Unfortunately, I can't show full code samples beyond this point because it's what was actually used in the application, but I can give a general overview.
protected function operateWhile(array $words, $startingIndex, $fieldWidth, $fieldHeight, $operator, $operatorVal, $comparison) {}
The above method is what the getOverflow()
method grew into. It runs a search in a specified direction using a
specified interval. For example, the previous function could be run with:
$idx = $this->operateWhile($words, count($words), $fieldWidth, $fieldHeight, '/', 2, '>=');
$idx = $this->operateWhile($words, $idx, $fieldWidth, $fieldHeight, '+', 1, '<=');
Further testing came up with things like
$idx = $this->operateWhile($words, count($words), $fieldWidth, $fieldHeight, '/', 2, '>=');
$idx = $this->operateWhile($words, count($words), $fieldWidth, $fieldHeight, '*', .5, '<=');
$idx = $this->operateWhile($words, count($words), $fieldWidth, $fieldHeight, '/', 2, '>=');
$idx = $this->operateWhile($words, count($words), $fieldWidth, $fieldHeight, '*', .5, '<=');
$idx = $this->operateWhile($words, count($words), $fieldWidth, $fieldHeight, '/', 2, '>=');
$idx = $this->operateWhile($words, $idx, $fieldWidth, $fieldHeight, '+', 1, '<=');
For the most part, the more iterations of the binary search, the quicker things ran. The problem was that the longer the string, the larger the gap the one-by-one had to bridge. We needed a way to dynamically run the search based on string length and field size. To that end, we developed this:
const OVERFLOW_INCREMENT_MULTIPLIER = .25;
const OVERFLOW_INCREMENT_MIN = 7;
$breakIndex = floor($this->operateWhile($words, count($words), $fieldWidth, $fieldHeight, '/', 2, '>=')) * self::OVERFLOW_INCREMENT_MULTIPLIER;
while ($incrementer >= self::OVERFLOW_INCREMENT_MIN) {
$breakIndex = $this->operateWhile($words, $breakIndex, $fieldWidth, $fieldHeight, '+', $incrementer, '<');
$breakIndex = $this->operateWhile($words, $breakIndex, $fieldWidth, $fieldHeight, '-', floor($incrementer / 3), '>');
$incrementer = floor($incrementer * self::OVERFLOW_INCREMENT_MULTIPLIER);
}
$breakIndex = $this->operateWhile($words, $breakIndex, $fieldWidth, $fieldHeight, '+', 1, '<=');
That's roughly the final approach, minus some additional logic to handle it running too long or breaking when the string is too short. The two constants dictate how the search is run and for how long.

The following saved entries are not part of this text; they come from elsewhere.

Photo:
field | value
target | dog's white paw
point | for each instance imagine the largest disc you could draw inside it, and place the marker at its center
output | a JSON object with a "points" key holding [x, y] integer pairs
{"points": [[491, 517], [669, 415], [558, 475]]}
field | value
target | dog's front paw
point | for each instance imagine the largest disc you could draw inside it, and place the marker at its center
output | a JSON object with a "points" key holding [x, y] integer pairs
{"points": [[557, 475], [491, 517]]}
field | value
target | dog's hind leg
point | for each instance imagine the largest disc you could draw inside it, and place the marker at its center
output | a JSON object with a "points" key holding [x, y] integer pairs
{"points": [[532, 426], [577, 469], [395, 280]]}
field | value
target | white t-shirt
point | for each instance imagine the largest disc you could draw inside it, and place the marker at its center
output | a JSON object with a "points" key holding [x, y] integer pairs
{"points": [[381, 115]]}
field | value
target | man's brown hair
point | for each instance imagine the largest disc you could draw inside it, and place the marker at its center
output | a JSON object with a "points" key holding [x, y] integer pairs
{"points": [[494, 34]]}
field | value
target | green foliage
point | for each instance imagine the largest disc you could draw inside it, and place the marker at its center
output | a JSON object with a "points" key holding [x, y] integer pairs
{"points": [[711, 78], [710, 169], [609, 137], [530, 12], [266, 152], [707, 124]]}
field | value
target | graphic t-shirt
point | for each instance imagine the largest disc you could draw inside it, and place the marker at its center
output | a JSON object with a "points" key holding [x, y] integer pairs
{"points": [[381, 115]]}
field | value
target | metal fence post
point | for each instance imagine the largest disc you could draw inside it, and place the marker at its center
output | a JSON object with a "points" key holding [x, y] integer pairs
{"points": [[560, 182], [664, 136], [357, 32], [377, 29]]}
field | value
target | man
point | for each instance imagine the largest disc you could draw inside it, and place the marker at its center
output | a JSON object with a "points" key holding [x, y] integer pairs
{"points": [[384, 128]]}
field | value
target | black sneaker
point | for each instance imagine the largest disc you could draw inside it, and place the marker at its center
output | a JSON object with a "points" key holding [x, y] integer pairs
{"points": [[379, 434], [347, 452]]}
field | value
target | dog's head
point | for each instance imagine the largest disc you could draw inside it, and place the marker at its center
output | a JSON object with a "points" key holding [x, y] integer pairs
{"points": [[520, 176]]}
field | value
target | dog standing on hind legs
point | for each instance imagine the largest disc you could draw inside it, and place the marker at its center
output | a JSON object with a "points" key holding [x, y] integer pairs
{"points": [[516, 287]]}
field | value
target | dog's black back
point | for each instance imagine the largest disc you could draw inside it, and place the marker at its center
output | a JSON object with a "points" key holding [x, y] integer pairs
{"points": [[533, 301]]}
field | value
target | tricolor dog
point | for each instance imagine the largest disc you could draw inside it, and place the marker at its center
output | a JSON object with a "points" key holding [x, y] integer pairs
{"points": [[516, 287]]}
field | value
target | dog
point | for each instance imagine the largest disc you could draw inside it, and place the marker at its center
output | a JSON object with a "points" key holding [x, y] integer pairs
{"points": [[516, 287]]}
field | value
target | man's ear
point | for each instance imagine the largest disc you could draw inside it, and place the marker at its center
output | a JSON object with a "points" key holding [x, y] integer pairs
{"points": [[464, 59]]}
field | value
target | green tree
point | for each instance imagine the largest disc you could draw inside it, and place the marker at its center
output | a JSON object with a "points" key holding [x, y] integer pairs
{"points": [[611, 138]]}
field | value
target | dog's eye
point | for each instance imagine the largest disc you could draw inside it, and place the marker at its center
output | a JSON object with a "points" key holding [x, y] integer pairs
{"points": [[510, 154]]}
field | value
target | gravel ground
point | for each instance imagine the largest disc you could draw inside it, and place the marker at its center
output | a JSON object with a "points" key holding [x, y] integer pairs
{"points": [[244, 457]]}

That brought the final duration down to our acceptable mark of ~10s on average. It's still not ideal, but it works and the UX is acceptable. If a string flows over the dimensions, it is truncated and the remainder is moved onto another page.
Note: No actual code samples were used due to contractual requirements, although original code samples were referenced to create the ones in this post.